When Frederick Douglass came to Abraham Lincoln’s second inaugural reception in 1865, policemen blocked his way — until the President came to welcome him.

“Here comes my friend Douglass,” Lincoln said, taking Douglass by the hand.”There is no man in the country whose opinion I value more than yours.”

Douglas published “Narrative of the Life of Frederick Douglass, an American Slave, Written by Himself.” in Boston in 1845. His last autobiography, Life and Times of Frederick Douglass, was first published in 1881 and revised in 1892, three years before his death.  The book covers events both during and after the Civil War. He was also a believer in dialogue and in making alliances across racial and ideological divides, as well as in the liberal values of the U.S. Constitution. Douglass was a firm believer in the equality of all peoples, be they white, black, female, Native American, or Chinese immigrants. 

Surely there are those among us can find enough history in the lives of those great Black Americans to serve as the canvas upon which African American history is painted for Virginia’s primary and secondary students.  

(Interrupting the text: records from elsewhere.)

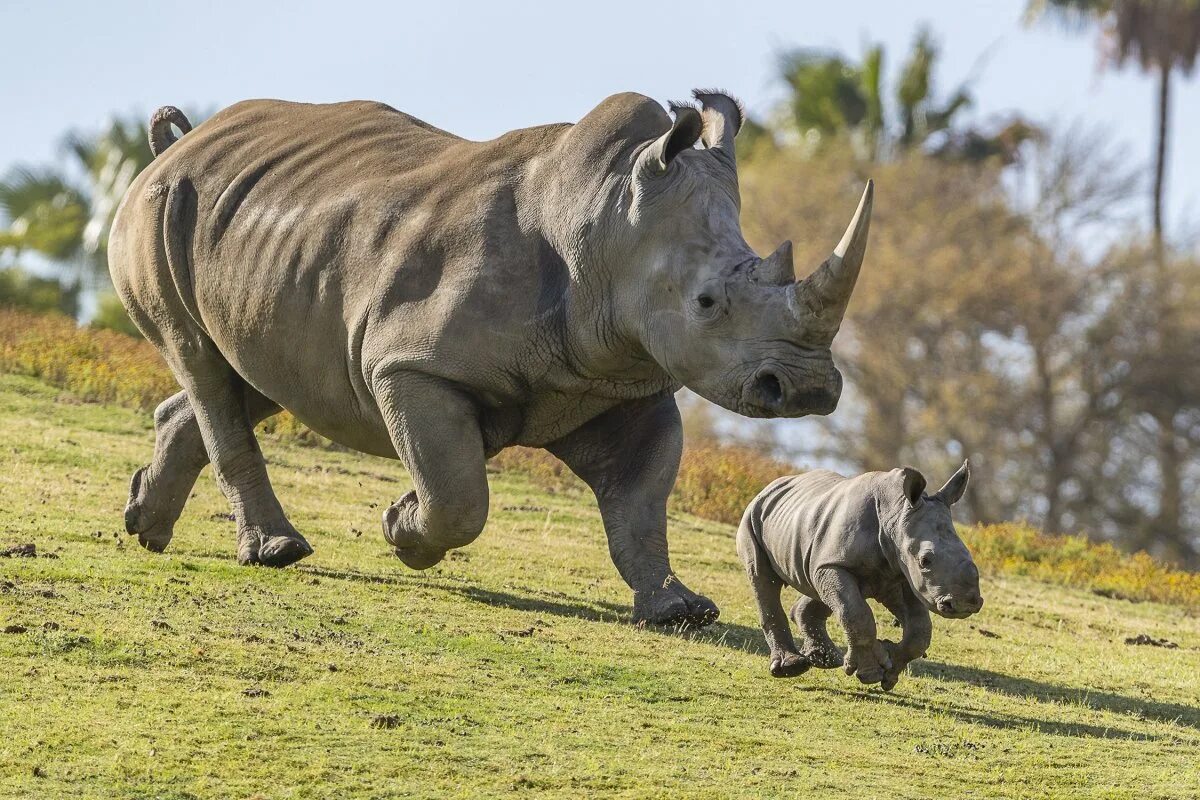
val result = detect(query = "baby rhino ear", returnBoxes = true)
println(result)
[899,467,925,509]
[937,461,971,505]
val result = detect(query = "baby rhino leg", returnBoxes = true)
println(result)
[737,519,811,678]
[791,595,846,669]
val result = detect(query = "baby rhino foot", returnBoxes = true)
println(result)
[800,642,846,669]
[880,639,923,692]
[634,575,721,627]
[770,651,812,678]
[844,639,892,684]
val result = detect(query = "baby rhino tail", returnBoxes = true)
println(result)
[150,106,192,157]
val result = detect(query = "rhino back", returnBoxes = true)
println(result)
[121,101,600,455]
[752,470,882,596]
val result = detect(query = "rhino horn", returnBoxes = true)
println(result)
[754,241,796,287]
[796,181,875,341]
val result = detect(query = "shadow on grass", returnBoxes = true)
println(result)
[299,566,1200,740]
[440,585,767,656]
[908,660,1200,730]
[826,688,1164,741]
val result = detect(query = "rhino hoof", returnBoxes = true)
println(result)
[634,584,721,627]
[395,547,446,570]
[258,536,312,567]
[238,527,313,569]
[770,652,812,678]
[802,648,846,669]
[125,467,174,553]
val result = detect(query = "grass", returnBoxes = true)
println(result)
[0,307,1200,613]
[0,375,1200,800]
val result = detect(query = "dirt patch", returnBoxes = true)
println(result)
[1126,633,1180,650]
[371,714,400,730]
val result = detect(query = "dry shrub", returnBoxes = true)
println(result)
[961,523,1200,613]
[0,308,328,444]
[671,444,797,525]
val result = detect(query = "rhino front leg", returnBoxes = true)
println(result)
[792,595,846,669]
[374,372,488,570]
[737,518,812,678]
[814,566,892,684]
[880,583,934,690]
[125,386,280,553]
[546,395,720,625]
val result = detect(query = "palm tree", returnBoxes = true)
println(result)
[779,29,1036,163]
[1027,0,1200,556]
[1027,0,1200,253]
[0,119,154,282]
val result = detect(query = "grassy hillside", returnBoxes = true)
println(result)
[0,375,1200,799]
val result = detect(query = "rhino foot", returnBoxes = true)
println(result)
[395,547,449,570]
[634,576,721,627]
[125,467,179,553]
[383,492,449,570]
[880,639,911,692]
[800,642,846,669]
[770,652,812,678]
[238,525,313,569]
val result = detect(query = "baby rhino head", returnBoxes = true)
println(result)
[892,462,983,619]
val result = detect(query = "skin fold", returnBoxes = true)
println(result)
[737,463,983,690]
[109,91,871,624]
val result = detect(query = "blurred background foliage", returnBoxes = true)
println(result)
[0,7,1200,569]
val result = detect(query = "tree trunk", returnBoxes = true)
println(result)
[1154,61,1171,262]
[1150,60,1187,560]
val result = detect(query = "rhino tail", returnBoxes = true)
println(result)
[150,106,192,157]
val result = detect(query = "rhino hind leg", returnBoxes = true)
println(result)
[376,371,488,570]
[791,595,845,669]
[125,386,281,553]
[153,340,312,567]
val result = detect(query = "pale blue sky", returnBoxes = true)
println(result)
[0,0,1200,237]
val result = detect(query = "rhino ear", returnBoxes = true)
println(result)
[935,461,971,505]
[900,467,925,509]
[640,104,703,175]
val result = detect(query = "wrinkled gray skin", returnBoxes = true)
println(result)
[109,92,871,624]
[737,463,983,690]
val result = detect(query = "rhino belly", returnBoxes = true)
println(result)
[187,262,396,458]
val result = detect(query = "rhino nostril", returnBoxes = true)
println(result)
[755,372,784,407]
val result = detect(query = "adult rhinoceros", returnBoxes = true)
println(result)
[109,91,871,624]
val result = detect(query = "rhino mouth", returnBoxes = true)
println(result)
[738,366,841,419]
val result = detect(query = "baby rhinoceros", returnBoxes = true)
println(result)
[738,463,983,690]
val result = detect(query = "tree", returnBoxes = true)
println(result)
[0,113,154,331]
[1028,0,1200,556]
[779,29,1036,162]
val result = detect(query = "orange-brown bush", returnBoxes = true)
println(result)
[671,445,797,525]
[0,303,179,411]
[0,303,1200,612]
[960,523,1200,612]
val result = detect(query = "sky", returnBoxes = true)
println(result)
[0,0,1200,235]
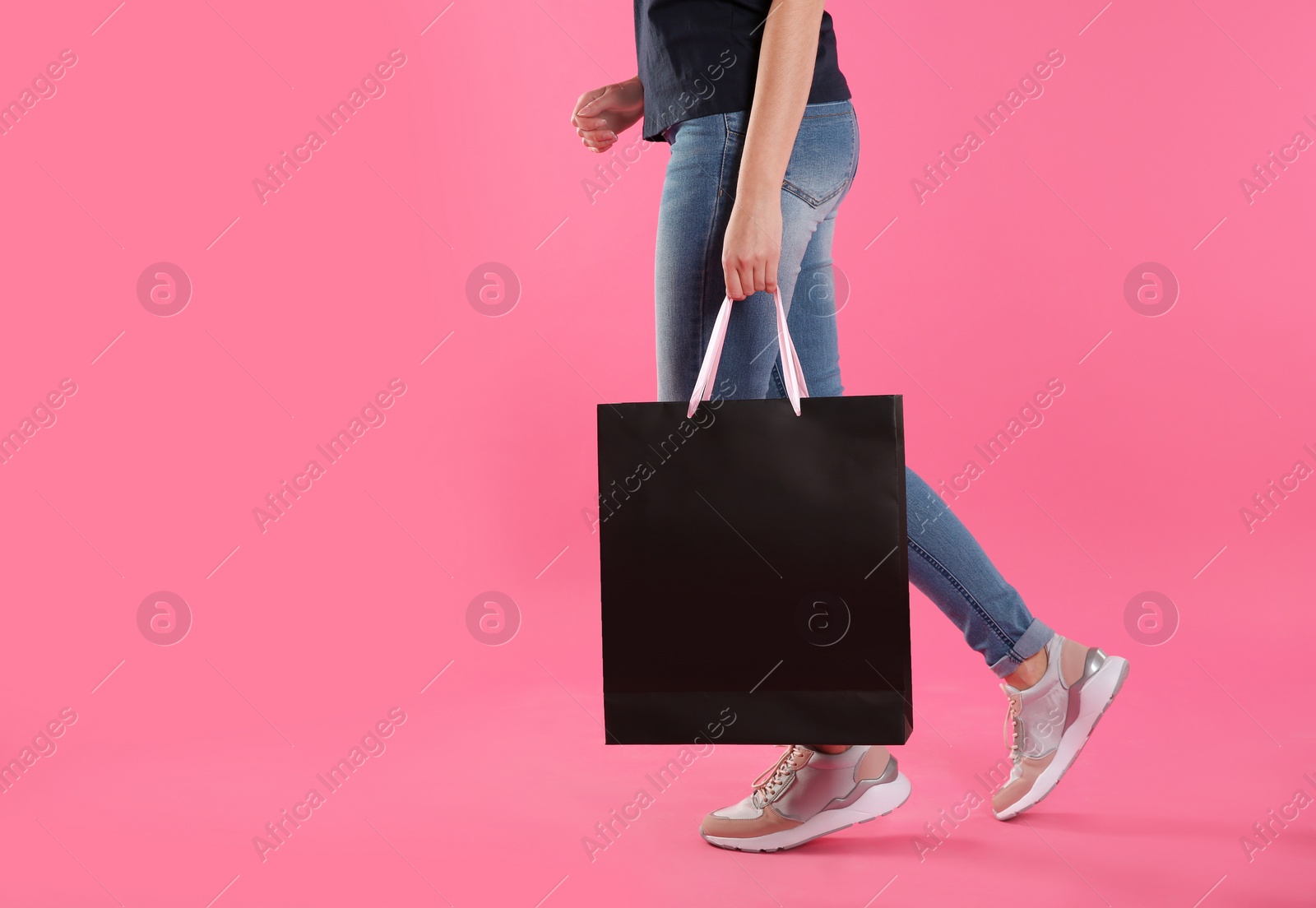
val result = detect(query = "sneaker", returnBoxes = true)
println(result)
[699,744,910,851]
[991,634,1129,820]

If they cannot, we need better historians.  

Based on the Report that parroted much of current theory of education in the humanities and social sciences, we also need better education schools.

A Higher Authority

I will finish with excerpts from a speech in which Frederick Douglass challenged the opinions of most observers, including most African Americans, by advocating the acceptance of Chinese immigration.  

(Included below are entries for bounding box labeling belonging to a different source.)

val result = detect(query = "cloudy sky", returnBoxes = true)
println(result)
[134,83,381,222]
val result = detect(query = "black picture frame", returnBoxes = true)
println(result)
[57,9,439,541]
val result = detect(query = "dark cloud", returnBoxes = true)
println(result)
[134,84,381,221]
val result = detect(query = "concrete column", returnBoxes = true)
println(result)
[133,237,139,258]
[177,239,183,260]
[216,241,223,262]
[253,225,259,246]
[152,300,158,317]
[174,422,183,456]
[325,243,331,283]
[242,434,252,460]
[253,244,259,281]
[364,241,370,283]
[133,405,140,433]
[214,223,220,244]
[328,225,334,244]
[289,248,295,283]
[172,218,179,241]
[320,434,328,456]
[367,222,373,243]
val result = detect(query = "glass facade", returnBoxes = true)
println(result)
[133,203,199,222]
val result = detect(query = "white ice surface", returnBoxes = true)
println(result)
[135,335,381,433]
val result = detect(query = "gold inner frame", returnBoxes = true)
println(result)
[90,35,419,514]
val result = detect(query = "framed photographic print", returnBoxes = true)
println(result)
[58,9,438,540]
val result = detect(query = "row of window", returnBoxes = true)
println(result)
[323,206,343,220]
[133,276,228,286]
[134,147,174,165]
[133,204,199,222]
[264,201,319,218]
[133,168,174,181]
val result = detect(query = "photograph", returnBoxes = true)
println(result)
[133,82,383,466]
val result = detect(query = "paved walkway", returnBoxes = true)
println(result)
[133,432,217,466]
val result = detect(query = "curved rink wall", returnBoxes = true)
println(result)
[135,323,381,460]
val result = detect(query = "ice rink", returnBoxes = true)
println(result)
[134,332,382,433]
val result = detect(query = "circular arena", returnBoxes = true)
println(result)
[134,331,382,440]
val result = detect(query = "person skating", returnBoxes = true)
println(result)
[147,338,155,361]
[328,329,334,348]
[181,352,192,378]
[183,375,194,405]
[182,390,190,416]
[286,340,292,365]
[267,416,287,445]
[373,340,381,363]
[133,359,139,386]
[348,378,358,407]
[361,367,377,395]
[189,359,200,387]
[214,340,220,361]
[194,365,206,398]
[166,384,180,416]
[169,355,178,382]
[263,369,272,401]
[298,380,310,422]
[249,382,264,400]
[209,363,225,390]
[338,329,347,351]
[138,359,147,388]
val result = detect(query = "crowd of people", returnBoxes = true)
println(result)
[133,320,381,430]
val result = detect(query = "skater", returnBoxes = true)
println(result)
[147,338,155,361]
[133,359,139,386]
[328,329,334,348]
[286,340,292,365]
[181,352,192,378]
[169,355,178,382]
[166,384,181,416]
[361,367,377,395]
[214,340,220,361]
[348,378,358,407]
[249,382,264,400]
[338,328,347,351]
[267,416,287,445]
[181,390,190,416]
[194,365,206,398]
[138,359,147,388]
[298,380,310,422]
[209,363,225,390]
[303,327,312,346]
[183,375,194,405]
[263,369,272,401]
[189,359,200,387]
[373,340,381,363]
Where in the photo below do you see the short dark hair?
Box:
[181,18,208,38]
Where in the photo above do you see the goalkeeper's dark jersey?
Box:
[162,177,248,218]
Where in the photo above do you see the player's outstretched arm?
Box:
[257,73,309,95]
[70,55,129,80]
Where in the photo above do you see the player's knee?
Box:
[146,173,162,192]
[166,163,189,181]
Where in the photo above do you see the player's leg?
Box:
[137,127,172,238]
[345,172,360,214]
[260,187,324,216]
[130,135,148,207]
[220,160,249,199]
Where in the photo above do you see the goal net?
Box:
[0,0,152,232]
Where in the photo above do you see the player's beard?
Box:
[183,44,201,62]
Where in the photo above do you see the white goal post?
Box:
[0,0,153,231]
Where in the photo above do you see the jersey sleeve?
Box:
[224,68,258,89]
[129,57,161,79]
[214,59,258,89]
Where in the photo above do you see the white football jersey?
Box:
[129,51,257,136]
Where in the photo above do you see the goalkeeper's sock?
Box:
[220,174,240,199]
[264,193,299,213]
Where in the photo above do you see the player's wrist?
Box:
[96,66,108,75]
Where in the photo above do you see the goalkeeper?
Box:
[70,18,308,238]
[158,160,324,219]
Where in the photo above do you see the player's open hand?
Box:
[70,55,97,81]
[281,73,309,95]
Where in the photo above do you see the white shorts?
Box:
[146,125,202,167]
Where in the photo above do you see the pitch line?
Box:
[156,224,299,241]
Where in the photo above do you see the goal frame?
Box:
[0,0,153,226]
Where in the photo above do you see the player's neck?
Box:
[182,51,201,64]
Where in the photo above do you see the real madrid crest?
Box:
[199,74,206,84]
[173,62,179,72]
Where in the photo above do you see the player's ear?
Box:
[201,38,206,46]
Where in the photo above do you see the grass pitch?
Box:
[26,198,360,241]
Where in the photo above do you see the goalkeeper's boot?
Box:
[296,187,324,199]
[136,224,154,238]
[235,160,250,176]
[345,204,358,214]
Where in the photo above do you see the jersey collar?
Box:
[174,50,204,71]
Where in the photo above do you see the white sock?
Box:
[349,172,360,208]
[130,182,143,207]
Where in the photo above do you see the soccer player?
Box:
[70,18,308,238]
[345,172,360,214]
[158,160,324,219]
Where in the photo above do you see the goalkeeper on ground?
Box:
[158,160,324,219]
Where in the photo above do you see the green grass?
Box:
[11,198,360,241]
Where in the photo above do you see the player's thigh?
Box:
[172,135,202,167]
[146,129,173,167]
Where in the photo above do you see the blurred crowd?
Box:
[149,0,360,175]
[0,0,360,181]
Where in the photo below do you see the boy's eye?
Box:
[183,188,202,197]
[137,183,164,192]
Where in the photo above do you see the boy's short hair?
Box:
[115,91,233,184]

I quote from that speech because Douglass could have been speaking of the people that wrote the Report.

“It is thought by many, and said by some, that this Republic has already seen its best days; that the historian may now write the story of its decline and fall.

Two classes of men are just now especially afflicted with such forebodings. The first are those who are croakers by nature—the men who have a taste for funerals, and especially National funerals. They never see the bright side of anything and probably never will. . .

But the American people … have a right to be impatient and indignant at those among ourselves who turn the most hopeful portents into omens of disaster, and make themselves the ministers of despair when they should be those of hope, and help cheer on the country in the new and grand career of justice upon which it has now so nobly and bravely entered. Of errors and defects we certainly have not less than our full share, enough to keep the reformer awake, the statesman busy, and the country in a pretty lively state of agitation for some time to come. Perfection is an object to be aimed at by all, but it is not an attribute of any form of Government. Neutrality is the law for all. 

Something different, something better, or something worse may come, but so far as respects our present system and form of Government, and the altitude we occupy, we need not shrink from comparison with any nation of our times…”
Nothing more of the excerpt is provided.